C’est ainsi que les pays BRICS – dont l’expansion est susceptible de contrecarrer la domination occidentale en général et celle des États-Unis en particulier dans les affaires mondiales – sont déjà en train de recalibrer ou de rééquilibrer la gouvernance économique mondiale, selon les données et analyses fournies par l’agence de presse mondiale russe Sputnik le 24 août 2023:
Après leur expansion, les BRICS sont désormais quatre fois plus peuplés que le G7 (avec une population totale d’environ 3,6 milliards, soit 45 % de la population mondiale) et deux fois plus grands en superficie. Leur PIB total à parité de pouvoir d’achat s’élève à 37 %, contre 29,9 % pour le Groupe de Sept. Lorsque l’Argentine, l’Égypte, l’Iran, l’Arabie Saoudite, l’Éthiopie et les Émirats Arabes Unis rejoindront officiellement les BRICS en janvier 2024, le bloc représentera 48,5 millions de kilomètres carrés, soit 36 % de la superficie mondiale.

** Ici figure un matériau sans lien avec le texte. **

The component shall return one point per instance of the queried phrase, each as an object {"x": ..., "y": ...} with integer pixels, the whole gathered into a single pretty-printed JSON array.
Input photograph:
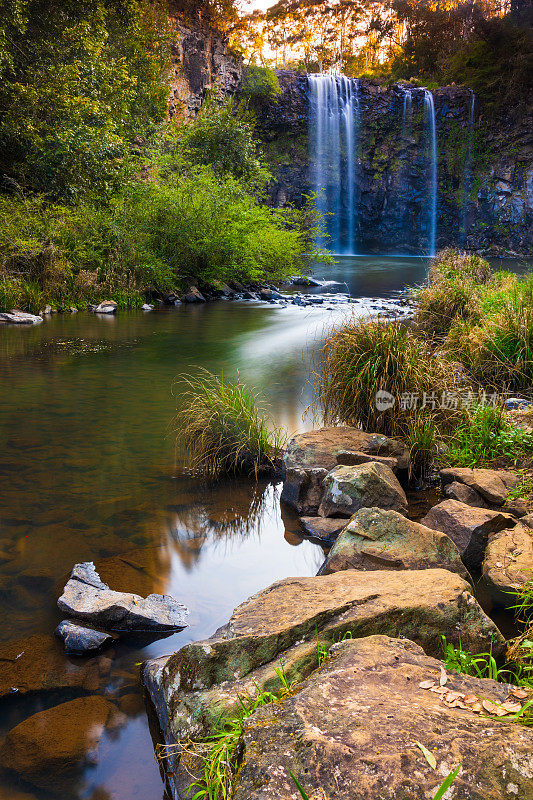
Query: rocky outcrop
[
  {"x": 353, "y": 731},
  {"x": 468, "y": 527},
  {"x": 376, "y": 539},
  {"x": 488, "y": 208},
  {"x": 201, "y": 65},
  {"x": 347, "y": 489},
  {"x": 87, "y": 598},
  {"x": 508, "y": 564},
  {"x": 310, "y": 456}
]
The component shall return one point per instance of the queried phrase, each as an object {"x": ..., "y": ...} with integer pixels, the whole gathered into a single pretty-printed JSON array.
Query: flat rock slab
[
  {"x": 468, "y": 527},
  {"x": 347, "y": 489},
  {"x": 350, "y": 733},
  {"x": 310, "y": 456},
  {"x": 422, "y": 605},
  {"x": 377, "y": 539},
  {"x": 37, "y": 663},
  {"x": 79, "y": 640},
  {"x": 493, "y": 485},
  {"x": 508, "y": 564},
  {"x": 87, "y": 598},
  {"x": 49, "y": 748}
]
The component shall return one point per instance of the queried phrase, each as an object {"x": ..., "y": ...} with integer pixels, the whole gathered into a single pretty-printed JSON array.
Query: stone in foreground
[
  {"x": 468, "y": 527},
  {"x": 79, "y": 640},
  {"x": 493, "y": 485},
  {"x": 351, "y": 733},
  {"x": 87, "y": 598},
  {"x": 49, "y": 748},
  {"x": 376, "y": 539},
  {"x": 508, "y": 564},
  {"x": 347, "y": 489},
  {"x": 309, "y": 456}
]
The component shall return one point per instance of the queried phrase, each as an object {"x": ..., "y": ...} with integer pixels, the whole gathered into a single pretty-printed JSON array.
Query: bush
[
  {"x": 223, "y": 428},
  {"x": 259, "y": 85},
  {"x": 365, "y": 356}
]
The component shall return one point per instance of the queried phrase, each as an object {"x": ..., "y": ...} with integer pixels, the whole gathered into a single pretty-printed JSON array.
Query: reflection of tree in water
[{"x": 221, "y": 513}]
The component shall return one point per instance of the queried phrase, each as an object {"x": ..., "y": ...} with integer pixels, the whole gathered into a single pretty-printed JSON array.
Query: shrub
[
  {"x": 365, "y": 356},
  {"x": 259, "y": 84},
  {"x": 485, "y": 436},
  {"x": 223, "y": 428}
]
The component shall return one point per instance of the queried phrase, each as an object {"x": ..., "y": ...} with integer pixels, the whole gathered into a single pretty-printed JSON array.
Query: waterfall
[
  {"x": 429, "y": 106},
  {"x": 335, "y": 121},
  {"x": 467, "y": 179}
]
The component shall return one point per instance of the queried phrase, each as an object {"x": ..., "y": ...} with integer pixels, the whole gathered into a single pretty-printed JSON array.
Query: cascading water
[
  {"x": 335, "y": 123},
  {"x": 431, "y": 125},
  {"x": 467, "y": 179}
]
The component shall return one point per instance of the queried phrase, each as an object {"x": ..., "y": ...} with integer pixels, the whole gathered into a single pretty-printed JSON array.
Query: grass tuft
[{"x": 223, "y": 428}]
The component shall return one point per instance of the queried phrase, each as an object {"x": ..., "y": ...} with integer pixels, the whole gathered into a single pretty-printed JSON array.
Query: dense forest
[{"x": 99, "y": 188}]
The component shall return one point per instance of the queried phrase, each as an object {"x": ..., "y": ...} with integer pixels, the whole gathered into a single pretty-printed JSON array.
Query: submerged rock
[
  {"x": 79, "y": 640},
  {"x": 508, "y": 564},
  {"x": 376, "y": 539},
  {"x": 468, "y": 527},
  {"x": 19, "y": 318},
  {"x": 493, "y": 485},
  {"x": 352, "y": 731},
  {"x": 49, "y": 748},
  {"x": 37, "y": 663},
  {"x": 310, "y": 456},
  {"x": 87, "y": 598},
  {"x": 347, "y": 489}
]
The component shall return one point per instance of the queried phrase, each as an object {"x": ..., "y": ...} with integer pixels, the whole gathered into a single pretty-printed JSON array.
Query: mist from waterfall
[
  {"x": 334, "y": 138},
  {"x": 431, "y": 125}
]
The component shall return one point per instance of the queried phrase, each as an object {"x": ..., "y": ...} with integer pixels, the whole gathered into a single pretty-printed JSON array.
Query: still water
[{"x": 89, "y": 471}]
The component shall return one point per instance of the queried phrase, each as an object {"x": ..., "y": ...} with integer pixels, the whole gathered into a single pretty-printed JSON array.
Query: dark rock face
[
  {"x": 487, "y": 208},
  {"x": 201, "y": 64}
]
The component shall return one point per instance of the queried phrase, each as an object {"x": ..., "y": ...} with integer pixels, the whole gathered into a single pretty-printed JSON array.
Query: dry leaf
[{"x": 520, "y": 693}]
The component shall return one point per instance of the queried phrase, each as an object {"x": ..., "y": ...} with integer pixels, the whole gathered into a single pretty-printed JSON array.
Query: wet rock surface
[
  {"x": 376, "y": 539},
  {"x": 86, "y": 597},
  {"x": 508, "y": 564},
  {"x": 352, "y": 729},
  {"x": 468, "y": 527},
  {"x": 347, "y": 489}
]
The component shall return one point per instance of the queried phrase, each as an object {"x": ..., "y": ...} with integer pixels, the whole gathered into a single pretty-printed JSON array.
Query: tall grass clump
[
  {"x": 484, "y": 436},
  {"x": 365, "y": 356},
  {"x": 223, "y": 428}
]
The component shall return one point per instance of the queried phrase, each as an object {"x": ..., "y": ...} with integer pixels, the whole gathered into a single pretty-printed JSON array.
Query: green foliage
[
  {"x": 259, "y": 85},
  {"x": 78, "y": 82},
  {"x": 365, "y": 356},
  {"x": 223, "y": 428},
  {"x": 485, "y": 436}
]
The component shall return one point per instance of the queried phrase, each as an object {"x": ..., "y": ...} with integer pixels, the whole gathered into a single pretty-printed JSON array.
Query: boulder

En comparaison, cela représente plus de deux fois la taille du G7 (États-Unis, Royaume-Uni, Allemagne, Italie, Canada, France, Japon).
Selon le Président Brésilien Luiz Inacio Lula da Silva, le PIB total des BRICS représentera 37 % par rapport à celui du PIB mondial en parité de pouvoir d’achat. Alors que le PIB des BRICS avant l’élargissement s’élevait à 32,1 % en 2023, l’entrée de nouveaux membres leur rapportera 5 % du PIB mondial (données du Fonds Monétaire International (FMI).
Les BRICS représenteront également 44,35 % des réserves mondiales de pétrole ainsi que près de la moitié de la production alimentaire mondiale – en 2021, la récolte de blé dans ces 11 pays représentait 49 % de la récolte mondiale (dans le G7 c’était – 19,1 %) et la récolte de riz représentait 55 % de la récolte mondiale (dans les pays du G7 c’était – 2,6 %).
Les BRICS ont également un avantage en termes de part de la production mondiale de métaux importants pour la haute technologie : ils représentent 79 % de la production mondiale d’aluminium (celle de G7 c’est – 1,3 %) et 77 % de la production de palladium (6,9 %). De plus, après leur expansion, les BRICS représenteront 38,3% de toute la production industrielle mondiale (celle de G7 c’est – 30,5%), l’avantage en termes de part d’exportation restera au Groupe de Sept soit 28,8% contre 23,4% pour les pays BRICS (Sputnik Africa, 24 août 2023). Par conséquent, les BRICS détiennent désormais plus d’influence économique qu’auparavant.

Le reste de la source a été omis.